The industry must begin to introduce lower-carbon itineraries.

From a communication and positioning perspective, the industry should build a set of shared messages on how we remain a compelling sustainable tourism destination drawing on the role of tourism in our economy, society and as a major source of income for environmental protection. A national high-quality carbon scheme for inbound long-haul tourists could fund developmental initiatives in the country. As in the case of the recent Rhino bond, this could support programmes with environmental and jobs gains. SANParks is already investigating the carbon market as an income source and is an obvious partner here.

At the same time, the industry must begin to introduce lower-carbon itineraries. Opportunities exist for introducing electric tourist coach fleets, electric planes for short routes, improved rail offerings, and the immediate rollout of renewable energy in accommodation establishments, restaurants and attractions, building on the example set by several off-grid lodges around the country. Our fledgling cruise market will also need to get serious about low-carbon and lower-impact cruises.

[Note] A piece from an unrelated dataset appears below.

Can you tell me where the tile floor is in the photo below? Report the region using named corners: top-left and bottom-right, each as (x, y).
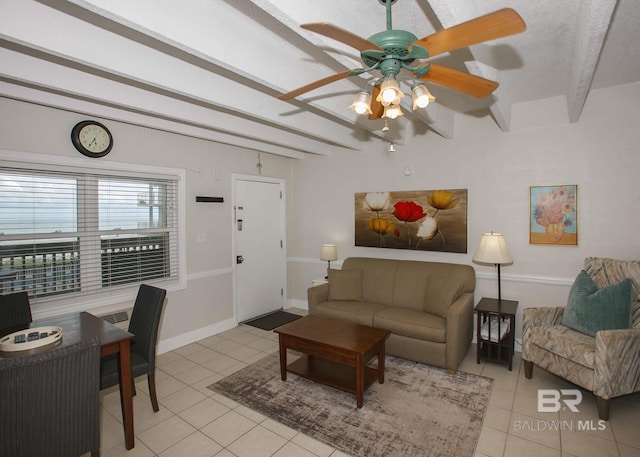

Another way to try to safeguard the market is to support domestic e-fuel (paraffin) production for use in flights from SA through leveraging Sasol’s Fischer-Tropsch process and other technologies. Sasol is already involved in global sustainable aviation fuel partnerships, but it is not clear if SA is at the front of the queue to get our hands on supplies.

The tourism sector in SA has shown itself to be vulnerable to global and local events, from Covid-19 to Day Zero, taxi strikes and crime. The sector has also repeatedly demonstrated resilience and innovation. We need to draw on these strengths to get planning for a climate-challenged future.

• Rivett-Carnac, a former special adviser to the tourism minister and SA Tourism board member, is an independent tourism researcher and adviser.